Çoğu zaman her birimizin hayatını bir araba yolculuğuna benzetiyorum. Her birimizin arabası farklı, bazılarımızın arabasında direksiyon bizdedir yani hayatımızın kontrolü.Yolun başı ve sonu bellidir fakat hangi yollardan , nasıl gideceğimizi biz belirleriz. Bazılarımızda direksiyonu başkalarına vermişizdir onlar belirler hayatımızı. Aslında yolun en başında direksiyon tabiki belli bir yaşa kadar ebeveynlerin kontrolündedir. Fakat belirli bir yaşa geldikten sonra direksiyona kendimiz geçmeliyiz. Eğer bunu yapamıyorsak , rahata alışmış ve konfor alanından çıkamıyorsak hayatımızın kontrolünü  ebeveynlerin yerine bazen eş, bazen arkadaş bazende elalem denen meşhur kitleye veririz. Direksiyonda onlar vardır ve hayatımızda ne yöne gideceğimizi onlar belirler. Bu sorumluluk almaktan uzak, hiç yaşamamaktır . Direksiyonu ele aldığımız ilk zamanlarda küçük veya büyük kazalar yapabiliriz, yanlış yollara girebiliriz hayat yolunda. Hiçbirimiz mükemmel değiliz, hata yapabiliriz, Önemli olan hatalarımızdan ders alıp yola devam etmek rotayı yeniden düzenlemektir. Zaman zaman keskin dönemeçler veya engeller olur hayatta zorlanabiliriz. Tüm bu zorluklar bizi ustalaştırır, daha güçlü kılar hayatta.  

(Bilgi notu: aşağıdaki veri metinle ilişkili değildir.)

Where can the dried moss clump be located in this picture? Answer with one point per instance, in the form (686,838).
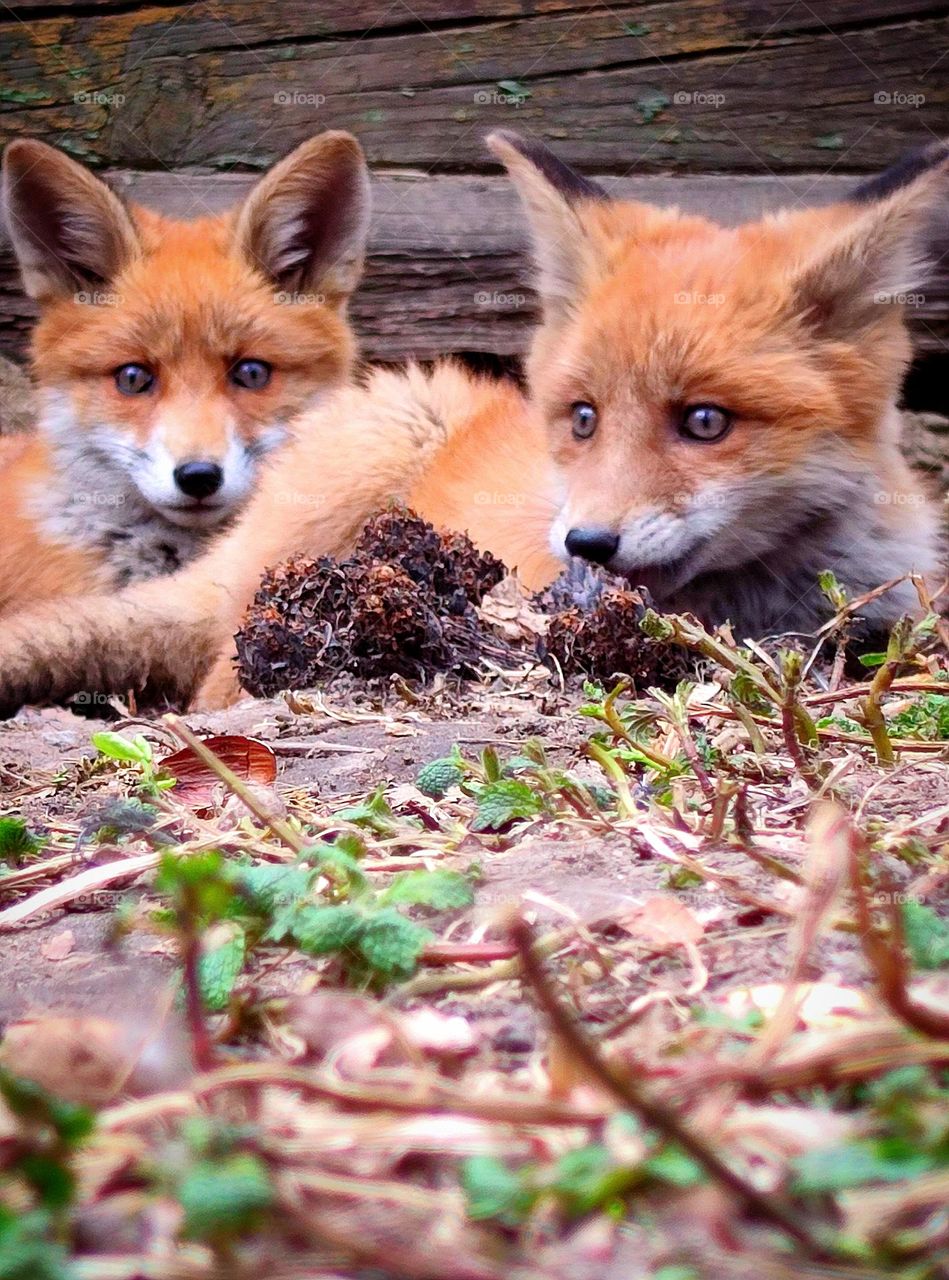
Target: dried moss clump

Hayat yolculuğunda yorulduğumuz zamanlarda olur. Hemen kenara çekip dinlenmek lazım. Hayatta da böyledir. Arada bir içe dönmek , dinlenmek gerekir.
Tüm bu yolculuk boyunca bir çok yol arkadaşımız olur. Kimi ilk durakta iner kimi sonraki  duraklarda. Yol arkadaşlarımızdan bazıları  yolda olduğumuz sürede destekler bizi, bazıları ise zorlar. Hiçbiri yolun sonuna kadar arabada kalmaz. Hepsi hayatımızdaki görevlerini yerine getirir ve inmeleri gereken durakta inerler. Yolun en sonunda tek başımıza kalırız. Varış noktasında tüm hayat yolculuğunu nasıl geçirdiğimize dair hesap veririz. Mühim olan doğru yolda dosdoğru gidebilmektir.